A una indicación del emir, Malprimis se adelantó y recibió
el don prometido, la tierra que entonces pertenecía al rey Florián. Pero su
destino sería otro, jamás podría ver aquella tierra y nunca recibiría la
investidura del feudo.
El emir de Babilonia cabalgaba entre las filas de su
ejército. Detrás de él iba su hijo Malprimis, el de alta estatura. Arrogante y
jactancioso sólo pensaba en alcanzar inmensa gloria y en su insensatez estaba
seguro de vencer a Carlos, el poderoso emperador de la dulce Francia.
El rey Torleu y el rey Dapamor organizaron al punto por
orden del emir treinta cuerpos del ejército, disponían para ello de muchos
hombres. El cuerpo más pequeño contaba con cincuenta mil guerreros con toda
clase de armamento. Todos eran valientes y no temían la muerte.
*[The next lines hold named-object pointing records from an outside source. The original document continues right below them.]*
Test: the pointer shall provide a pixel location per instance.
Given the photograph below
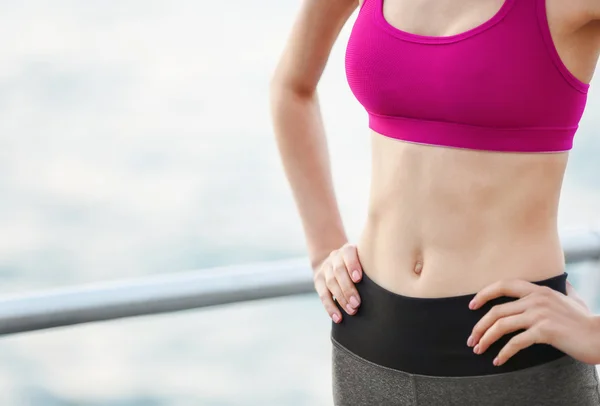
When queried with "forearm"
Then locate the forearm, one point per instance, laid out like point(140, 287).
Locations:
point(595, 334)
point(304, 153)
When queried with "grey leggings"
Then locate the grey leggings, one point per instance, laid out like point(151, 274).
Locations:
point(562, 382)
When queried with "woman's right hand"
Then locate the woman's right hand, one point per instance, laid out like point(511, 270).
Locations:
point(335, 277)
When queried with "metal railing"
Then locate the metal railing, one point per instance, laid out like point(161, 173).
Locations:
point(189, 290)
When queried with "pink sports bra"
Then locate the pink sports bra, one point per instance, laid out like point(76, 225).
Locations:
point(500, 86)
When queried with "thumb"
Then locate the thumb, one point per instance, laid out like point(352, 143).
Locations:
point(572, 293)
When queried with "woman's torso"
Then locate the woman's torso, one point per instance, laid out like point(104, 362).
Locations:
point(445, 221)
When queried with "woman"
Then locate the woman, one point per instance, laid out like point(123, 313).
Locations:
point(472, 107)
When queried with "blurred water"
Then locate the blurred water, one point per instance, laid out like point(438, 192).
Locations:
point(135, 139)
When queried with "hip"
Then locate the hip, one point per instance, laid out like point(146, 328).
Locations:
point(400, 350)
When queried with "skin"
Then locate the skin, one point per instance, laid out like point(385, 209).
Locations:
point(441, 221)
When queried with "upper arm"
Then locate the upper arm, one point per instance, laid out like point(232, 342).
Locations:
point(309, 44)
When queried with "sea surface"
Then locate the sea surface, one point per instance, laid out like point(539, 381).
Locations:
point(135, 139)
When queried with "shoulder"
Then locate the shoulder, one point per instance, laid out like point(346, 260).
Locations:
point(587, 10)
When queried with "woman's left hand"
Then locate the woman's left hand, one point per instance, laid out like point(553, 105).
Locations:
point(547, 316)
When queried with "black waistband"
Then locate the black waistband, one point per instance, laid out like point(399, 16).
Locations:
point(428, 336)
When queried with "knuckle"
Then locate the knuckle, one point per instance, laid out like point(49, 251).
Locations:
point(499, 326)
point(339, 270)
point(348, 249)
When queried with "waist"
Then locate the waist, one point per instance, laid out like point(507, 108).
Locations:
point(411, 263)
point(445, 221)
point(428, 336)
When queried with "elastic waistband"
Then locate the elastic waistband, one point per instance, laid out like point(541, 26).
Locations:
point(428, 336)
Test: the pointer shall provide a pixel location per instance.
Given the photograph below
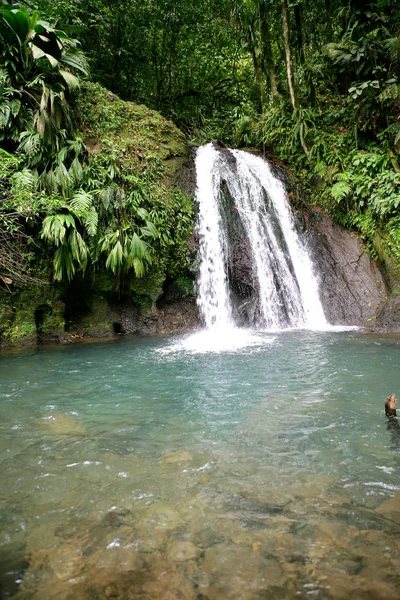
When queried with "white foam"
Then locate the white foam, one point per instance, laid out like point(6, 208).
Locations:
point(219, 339)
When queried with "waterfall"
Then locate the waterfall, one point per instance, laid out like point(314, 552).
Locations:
point(254, 268)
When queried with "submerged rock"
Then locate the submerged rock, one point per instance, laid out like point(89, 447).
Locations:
point(176, 457)
point(58, 424)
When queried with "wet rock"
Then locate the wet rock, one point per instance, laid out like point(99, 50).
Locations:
point(391, 508)
point(352, 289)
point(59, 424)
point(388, 319)
point(183, 551)
point(176, 457)
point(230, 571)
point(342, 586)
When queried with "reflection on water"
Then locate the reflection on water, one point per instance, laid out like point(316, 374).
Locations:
point(147, 470)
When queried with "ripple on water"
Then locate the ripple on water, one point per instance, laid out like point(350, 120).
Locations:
point(266, 472)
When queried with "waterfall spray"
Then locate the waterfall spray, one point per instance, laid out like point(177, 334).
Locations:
point(285, 287)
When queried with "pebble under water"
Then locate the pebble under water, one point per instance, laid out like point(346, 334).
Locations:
point(154, 469)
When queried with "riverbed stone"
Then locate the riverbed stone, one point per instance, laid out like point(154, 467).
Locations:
point(176, 457)
point(58, 424)
point(182, 551)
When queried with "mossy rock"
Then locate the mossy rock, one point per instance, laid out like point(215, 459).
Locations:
point(98, 322)
point(151, 284)
point(389, 264)
point(29, 313)
point(141, 135)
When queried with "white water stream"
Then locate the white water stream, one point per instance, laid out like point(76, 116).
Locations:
point(285, 285)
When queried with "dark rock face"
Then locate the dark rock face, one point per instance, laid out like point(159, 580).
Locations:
point(388, 320)
point(352, 289)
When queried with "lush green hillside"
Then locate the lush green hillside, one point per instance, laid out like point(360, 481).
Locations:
point(87, 179)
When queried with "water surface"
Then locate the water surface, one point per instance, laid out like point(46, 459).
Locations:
point(153, 469)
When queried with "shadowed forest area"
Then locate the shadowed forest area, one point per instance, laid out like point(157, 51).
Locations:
point(314, 84)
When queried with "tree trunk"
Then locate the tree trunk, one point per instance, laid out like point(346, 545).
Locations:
point(256, 56)
point(298, 10)
point(288, 54)
point(268, 59)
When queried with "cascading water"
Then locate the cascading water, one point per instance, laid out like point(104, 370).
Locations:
point(238, 186)
point(213, 295)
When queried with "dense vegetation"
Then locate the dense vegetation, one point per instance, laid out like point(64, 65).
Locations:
point(316, 84)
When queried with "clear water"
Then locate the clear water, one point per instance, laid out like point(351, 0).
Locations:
point(154, 469)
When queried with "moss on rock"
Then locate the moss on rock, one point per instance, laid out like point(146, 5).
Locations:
point(141, 134)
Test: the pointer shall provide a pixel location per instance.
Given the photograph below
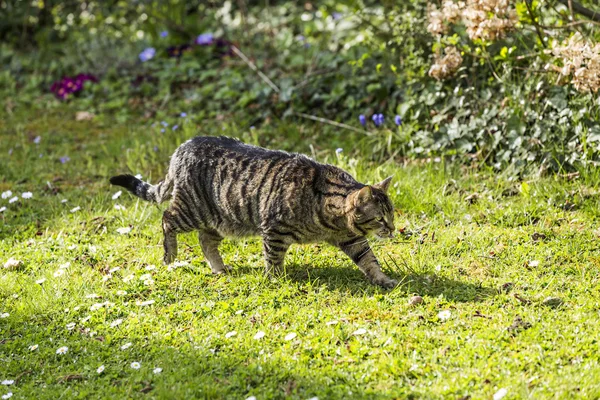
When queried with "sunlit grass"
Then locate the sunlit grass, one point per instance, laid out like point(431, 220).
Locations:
point(484, 264)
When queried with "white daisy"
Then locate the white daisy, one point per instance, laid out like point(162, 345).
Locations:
point(12, 263)
point(116, 322)
point(144, 303)
point(444, 315)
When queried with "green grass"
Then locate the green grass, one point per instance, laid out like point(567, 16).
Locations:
point(474, 260)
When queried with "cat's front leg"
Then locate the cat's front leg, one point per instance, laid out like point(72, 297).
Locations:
point(274, 250)
point(360, 252)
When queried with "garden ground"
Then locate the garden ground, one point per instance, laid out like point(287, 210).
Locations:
point(507, 269)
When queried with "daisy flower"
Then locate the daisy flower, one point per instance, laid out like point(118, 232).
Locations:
point(116, 322)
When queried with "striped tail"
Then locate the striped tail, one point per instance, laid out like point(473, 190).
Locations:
point(145, 191)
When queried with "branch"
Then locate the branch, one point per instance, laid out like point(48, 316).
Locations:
point(581, 10)
point(255, 68)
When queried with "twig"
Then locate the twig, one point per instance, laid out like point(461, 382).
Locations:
point(255, 68)
point(581, 10)
point(534, 22)
point(330, 122)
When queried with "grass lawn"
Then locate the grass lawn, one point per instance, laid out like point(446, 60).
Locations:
point(485, 253)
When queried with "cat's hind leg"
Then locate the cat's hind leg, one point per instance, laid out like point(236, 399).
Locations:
point(170, 237)
point(209, 241)
point(274, 249)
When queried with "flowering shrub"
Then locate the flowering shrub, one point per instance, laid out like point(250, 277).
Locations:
point(67, 86)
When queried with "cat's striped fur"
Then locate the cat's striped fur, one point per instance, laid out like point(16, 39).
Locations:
point(222, 187)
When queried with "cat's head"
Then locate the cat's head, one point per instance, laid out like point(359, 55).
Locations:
point(369, 210)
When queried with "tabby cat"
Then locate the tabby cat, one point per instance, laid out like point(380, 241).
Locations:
point(222, 187)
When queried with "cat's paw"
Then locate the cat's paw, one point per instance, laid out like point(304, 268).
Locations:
point(223, 270)
point(386, 282)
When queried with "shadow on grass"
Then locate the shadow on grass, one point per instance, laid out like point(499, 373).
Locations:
point(350, 280)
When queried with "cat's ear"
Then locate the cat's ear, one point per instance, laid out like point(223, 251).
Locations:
point(384, 184)
point(363, 196)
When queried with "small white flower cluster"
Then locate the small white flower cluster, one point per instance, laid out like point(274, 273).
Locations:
point(484, 19)
point(581, 63)
point(446, 66)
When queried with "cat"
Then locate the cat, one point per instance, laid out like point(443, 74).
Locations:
point(222, 187)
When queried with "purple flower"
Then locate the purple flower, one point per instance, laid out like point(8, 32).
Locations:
point(147, 54)
point(378, 119)
point(177, 51)
point(205, 39)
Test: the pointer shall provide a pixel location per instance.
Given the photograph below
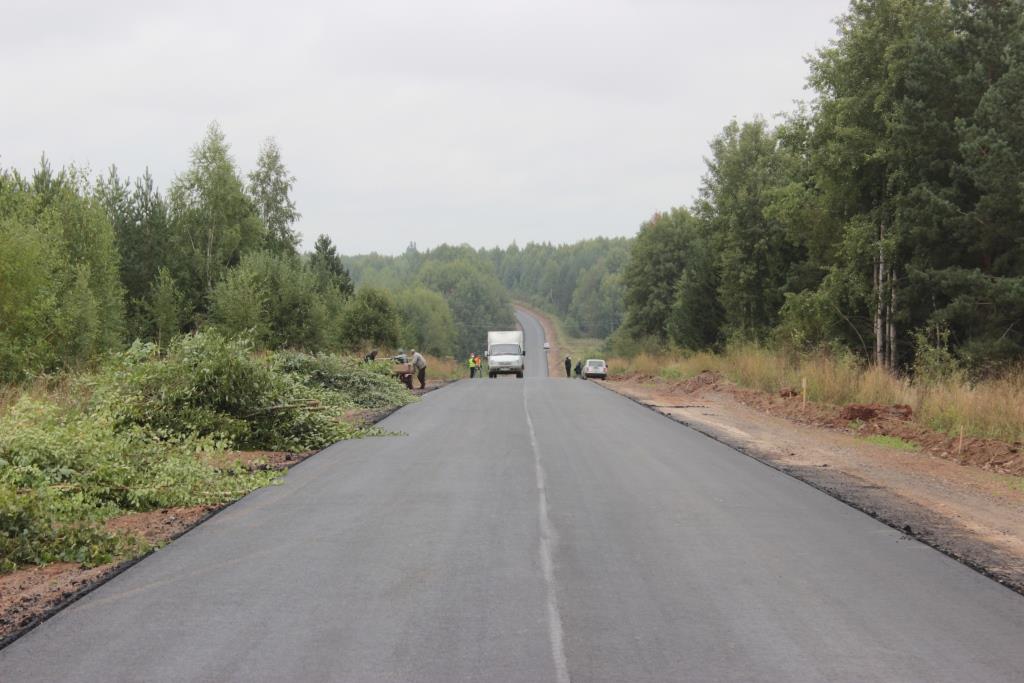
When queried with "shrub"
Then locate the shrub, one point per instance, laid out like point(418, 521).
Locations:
point(368, 385)
point(210, 385)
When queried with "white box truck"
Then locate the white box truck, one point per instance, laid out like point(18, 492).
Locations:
point(506, 354)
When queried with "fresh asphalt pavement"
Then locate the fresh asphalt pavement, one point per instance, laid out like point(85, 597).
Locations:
point(537, 529)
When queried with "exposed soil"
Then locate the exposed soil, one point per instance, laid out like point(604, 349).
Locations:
point(31, 594)
point(954, 497)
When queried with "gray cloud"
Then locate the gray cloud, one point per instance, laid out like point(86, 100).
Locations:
point(477, 122)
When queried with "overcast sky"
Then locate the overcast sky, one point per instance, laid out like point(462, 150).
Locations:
point(414, 121)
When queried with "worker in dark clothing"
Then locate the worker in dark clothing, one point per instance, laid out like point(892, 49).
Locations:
point(420, 366)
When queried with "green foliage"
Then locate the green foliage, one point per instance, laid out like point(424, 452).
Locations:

Estaban
ansiosos de combatir contra los franceses y vengar la derrota del rey Marsil.
Se sabían seguros ahora que había muerto Roldán. Poco podían figurarse lo que
el destino les reservaba.
El primer cuerpo lo formaron los de Bozanta y el segundo los
de Milcenia. Todos eran hombres de grandes cabezas, que imponían respeto. En
sus espinazos, a lo largo de las espaldas, les nacían cerdas como a los
puercos.
El tercer cuerpo lo integraban los guerreros de Nubia y de
Blos. El cuarto los de Brusia y Esclavonia. El quinto cuerpo los de Sorabia y
Serbia, y el sexto, los armenios y moros. El séptimo lo formaban los hombres de
Jericó, el octavo los de Nigricia, el noveno los curdos y el décimo los de
Balisa la Fuerte.
Era una turba que no creía en el verdadero Dios, que adoraba
a Alá y confiaba en los milagros de Mahoma.
El emir arengó a sus hombres con todos los juramentos que
pudo, por los milagros de Mahoma y por su cuerpo.
-Loco es Carlomagno al enfrentarse con nosotros. Tenía a
Roldán y a sus pares que eran invencibles pero ahora yacen todos bajo tierra y
a Carlos sólo le quedan guerreros débiles que no podrán evitar su derrota. La
batalla es inminente a no ser que Carlos la evite. Si no es así será derrotado
y jamás volverá a llevar sobre su frente la corona de oro.
Todos los infieles prorrumpieron en grandes exclamaciones de
alegría al oír las palabras del emir Baligán.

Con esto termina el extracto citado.